ECLI:NL:CRVB:2004:AR5001
Centrale Raad van Beroep
- Hoger beroep
- Ch.J.G. Olde Kalter
- J. Verrips
- Rechtspraak.nl
Intrekking van WAO-uitkering en de zorgvuldigheid van medische besluitvorming
In deze zaak gaat het om de intrekking van de WAO-uitkering van appellante, die in hoger beroep is gegaan tegen een besluit van de Raad van bestuur van het Uitvoeringsinstituut werknemersverzekeringen (Uwv). De intrekking van de uitkering, die per 5 november 2001 inging, was gebaseerd op een besluit van 19 juni 2002, waarin het bezwaar van appellante ongegrond werd verklaard. De rechtbank Maastricht had eerder het beroep tegen dit besluit ongegrond verklaard. Appellante, vertegenwoordigd door haar advocaat mr. A.J. Crombag, stelde dat de medische besluitvorming niet zorgvuldig was en dat er onvoldoende rekening was gehouden met haar lichamelijke en psychische klachten. Tijdens de zitting op 8 september 2004 was appellante niet aanwezig, maar gedaagde was vertegenwoordigd door E.W. Huiskamp.
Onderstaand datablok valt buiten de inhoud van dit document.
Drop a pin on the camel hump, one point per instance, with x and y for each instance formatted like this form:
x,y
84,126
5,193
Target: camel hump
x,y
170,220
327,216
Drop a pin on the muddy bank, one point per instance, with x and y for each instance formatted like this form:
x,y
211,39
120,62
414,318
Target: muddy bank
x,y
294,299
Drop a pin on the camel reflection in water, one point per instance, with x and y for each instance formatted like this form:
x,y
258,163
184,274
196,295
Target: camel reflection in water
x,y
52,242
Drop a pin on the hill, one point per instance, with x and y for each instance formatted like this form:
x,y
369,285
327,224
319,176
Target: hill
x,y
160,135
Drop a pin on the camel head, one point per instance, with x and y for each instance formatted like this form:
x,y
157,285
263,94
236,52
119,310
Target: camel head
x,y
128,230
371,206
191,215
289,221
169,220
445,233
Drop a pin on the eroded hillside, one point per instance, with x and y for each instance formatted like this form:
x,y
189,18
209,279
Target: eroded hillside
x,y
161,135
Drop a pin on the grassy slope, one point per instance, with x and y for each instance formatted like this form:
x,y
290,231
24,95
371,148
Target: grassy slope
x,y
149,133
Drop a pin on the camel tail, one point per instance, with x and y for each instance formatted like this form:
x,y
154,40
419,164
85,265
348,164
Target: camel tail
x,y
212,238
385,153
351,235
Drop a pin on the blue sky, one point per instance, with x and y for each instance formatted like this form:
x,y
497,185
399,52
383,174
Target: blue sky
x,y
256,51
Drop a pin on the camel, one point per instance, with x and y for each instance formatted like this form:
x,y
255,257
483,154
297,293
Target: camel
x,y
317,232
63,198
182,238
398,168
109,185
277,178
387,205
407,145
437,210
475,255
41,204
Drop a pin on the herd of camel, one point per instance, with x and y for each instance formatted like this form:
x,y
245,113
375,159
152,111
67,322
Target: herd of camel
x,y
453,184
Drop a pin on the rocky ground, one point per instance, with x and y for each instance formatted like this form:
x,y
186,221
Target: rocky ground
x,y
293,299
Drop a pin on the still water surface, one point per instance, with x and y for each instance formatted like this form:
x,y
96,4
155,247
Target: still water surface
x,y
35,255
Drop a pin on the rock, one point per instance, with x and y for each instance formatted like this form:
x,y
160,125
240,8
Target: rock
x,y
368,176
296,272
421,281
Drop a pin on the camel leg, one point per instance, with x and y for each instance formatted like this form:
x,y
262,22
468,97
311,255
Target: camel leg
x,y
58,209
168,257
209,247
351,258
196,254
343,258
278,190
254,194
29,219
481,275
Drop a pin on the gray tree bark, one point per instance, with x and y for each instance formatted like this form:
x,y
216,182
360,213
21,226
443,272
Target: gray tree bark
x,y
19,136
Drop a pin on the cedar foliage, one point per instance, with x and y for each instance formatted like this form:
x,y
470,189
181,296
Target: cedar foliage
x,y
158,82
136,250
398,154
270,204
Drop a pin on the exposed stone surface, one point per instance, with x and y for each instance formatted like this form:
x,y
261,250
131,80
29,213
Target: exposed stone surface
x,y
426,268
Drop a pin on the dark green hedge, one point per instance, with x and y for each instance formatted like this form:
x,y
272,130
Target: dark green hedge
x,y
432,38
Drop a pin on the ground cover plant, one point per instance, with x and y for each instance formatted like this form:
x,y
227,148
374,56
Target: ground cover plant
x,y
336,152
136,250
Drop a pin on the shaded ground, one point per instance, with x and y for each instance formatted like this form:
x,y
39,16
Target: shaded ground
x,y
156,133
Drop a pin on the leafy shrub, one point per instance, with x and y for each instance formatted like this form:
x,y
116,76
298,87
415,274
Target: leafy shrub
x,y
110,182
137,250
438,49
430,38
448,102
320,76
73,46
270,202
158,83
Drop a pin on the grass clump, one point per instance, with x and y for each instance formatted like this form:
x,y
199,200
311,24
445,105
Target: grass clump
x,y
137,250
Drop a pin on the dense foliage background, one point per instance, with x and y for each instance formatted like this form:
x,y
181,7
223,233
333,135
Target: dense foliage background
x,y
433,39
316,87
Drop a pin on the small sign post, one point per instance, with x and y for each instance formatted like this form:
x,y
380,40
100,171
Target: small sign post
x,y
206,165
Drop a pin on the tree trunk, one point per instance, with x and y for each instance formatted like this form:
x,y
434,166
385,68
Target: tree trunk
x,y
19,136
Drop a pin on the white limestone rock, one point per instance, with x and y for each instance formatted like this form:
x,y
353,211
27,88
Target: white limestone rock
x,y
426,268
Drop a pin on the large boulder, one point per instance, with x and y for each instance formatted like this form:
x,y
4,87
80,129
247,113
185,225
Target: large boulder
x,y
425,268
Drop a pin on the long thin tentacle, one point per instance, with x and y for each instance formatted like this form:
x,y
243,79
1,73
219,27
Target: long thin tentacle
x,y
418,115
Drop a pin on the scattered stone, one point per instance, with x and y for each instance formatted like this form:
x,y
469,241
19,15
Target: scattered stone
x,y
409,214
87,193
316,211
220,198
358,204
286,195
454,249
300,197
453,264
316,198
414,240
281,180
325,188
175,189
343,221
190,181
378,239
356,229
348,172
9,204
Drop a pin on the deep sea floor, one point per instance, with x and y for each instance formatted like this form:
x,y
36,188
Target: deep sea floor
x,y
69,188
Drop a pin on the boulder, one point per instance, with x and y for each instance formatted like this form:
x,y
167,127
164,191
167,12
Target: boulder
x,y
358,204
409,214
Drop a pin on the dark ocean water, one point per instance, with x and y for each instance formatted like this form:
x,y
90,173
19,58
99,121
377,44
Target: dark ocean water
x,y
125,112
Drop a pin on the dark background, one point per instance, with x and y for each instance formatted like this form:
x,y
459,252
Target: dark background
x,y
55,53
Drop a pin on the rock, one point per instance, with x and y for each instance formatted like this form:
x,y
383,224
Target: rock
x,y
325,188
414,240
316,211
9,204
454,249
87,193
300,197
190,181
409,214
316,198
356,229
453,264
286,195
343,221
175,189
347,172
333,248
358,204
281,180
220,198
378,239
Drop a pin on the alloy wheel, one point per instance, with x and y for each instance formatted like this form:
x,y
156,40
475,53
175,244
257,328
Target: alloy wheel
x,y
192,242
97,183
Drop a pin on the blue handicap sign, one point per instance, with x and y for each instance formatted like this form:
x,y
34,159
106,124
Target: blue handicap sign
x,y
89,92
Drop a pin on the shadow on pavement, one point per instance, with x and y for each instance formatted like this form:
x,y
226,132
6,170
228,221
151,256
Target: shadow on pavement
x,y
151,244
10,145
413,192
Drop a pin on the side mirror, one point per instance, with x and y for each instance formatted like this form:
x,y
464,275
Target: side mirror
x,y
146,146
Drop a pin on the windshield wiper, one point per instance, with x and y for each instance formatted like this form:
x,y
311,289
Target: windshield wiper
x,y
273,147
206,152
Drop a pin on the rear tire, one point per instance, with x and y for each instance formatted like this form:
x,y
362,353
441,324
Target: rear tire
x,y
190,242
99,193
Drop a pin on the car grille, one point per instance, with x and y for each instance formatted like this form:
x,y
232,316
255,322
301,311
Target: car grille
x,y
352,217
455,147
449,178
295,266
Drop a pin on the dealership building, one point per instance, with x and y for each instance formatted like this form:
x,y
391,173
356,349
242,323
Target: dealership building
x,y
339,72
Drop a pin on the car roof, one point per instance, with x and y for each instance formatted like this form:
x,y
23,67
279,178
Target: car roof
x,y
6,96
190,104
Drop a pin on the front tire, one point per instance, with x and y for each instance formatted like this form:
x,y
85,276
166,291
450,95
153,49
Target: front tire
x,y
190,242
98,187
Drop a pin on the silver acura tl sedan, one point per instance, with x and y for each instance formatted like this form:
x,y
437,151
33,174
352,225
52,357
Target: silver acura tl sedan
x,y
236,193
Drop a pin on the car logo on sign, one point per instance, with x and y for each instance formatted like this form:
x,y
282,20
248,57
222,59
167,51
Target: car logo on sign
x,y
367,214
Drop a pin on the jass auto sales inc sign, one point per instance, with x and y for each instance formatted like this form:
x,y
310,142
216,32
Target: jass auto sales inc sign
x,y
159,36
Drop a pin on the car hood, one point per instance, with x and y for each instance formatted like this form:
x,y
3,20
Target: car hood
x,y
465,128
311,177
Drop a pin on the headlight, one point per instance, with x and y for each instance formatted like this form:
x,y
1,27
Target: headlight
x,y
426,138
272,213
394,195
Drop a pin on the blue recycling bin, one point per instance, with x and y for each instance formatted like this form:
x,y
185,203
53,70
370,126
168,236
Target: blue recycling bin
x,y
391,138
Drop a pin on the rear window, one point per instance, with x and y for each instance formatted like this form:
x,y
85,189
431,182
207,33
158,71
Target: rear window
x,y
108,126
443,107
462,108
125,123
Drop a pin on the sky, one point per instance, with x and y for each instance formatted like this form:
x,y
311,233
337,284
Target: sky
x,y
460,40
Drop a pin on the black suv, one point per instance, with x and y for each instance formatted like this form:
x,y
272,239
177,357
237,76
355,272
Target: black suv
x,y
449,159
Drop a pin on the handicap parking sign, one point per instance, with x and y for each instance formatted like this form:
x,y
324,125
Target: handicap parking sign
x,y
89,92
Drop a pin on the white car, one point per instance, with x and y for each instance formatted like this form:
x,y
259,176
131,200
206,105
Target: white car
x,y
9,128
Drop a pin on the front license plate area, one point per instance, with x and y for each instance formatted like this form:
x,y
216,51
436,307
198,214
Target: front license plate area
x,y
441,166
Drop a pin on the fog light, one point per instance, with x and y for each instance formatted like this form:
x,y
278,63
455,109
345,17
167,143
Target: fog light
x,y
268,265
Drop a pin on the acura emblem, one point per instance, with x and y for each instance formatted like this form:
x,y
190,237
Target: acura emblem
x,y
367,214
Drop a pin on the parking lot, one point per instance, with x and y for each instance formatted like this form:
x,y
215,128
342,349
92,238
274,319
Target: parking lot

De Centrale Raad van Beroep heeft de feiten en omstandigheden die door de rechtbank zijn vastgesteld als juist aangenomen. De Raad concludeert dat de medische gegevens voldoende aanknopingspunten bieden voor de vaststelling van de medische beperkingen van appellante op de relevante datum. De Raad oordeelt dat de rechtbank terecht heeft geoordeeld dat gedaagde alle relevante feiten en omstandigheden in aanmerking heeft genomen en dat de medische besluitvorming voldoende zorgvuldig is geweest. Het verzoek van appellante om een externe deskundige te benoemen werd afgewezen, omdat de Raad zich voldoende voorgelicht achtte op basis van de beschikbare medische gegevens.
Uiteindelijk bevestigt de Centrale Raad van Beroep de uitspraak van de rechtbank en verklaart het hoger beroep van appellante ongegrond. De Raad ziet geen aanleiding voor toepassing van artikel 8:75 van de Algemene wet bestuursrecht (Awb). De uitspraak werd gedaan door mr. Ch.J.G. Olde Kalter, in tegenwoordigheid van J. Verrips als griffier, op 20 oktober 2004.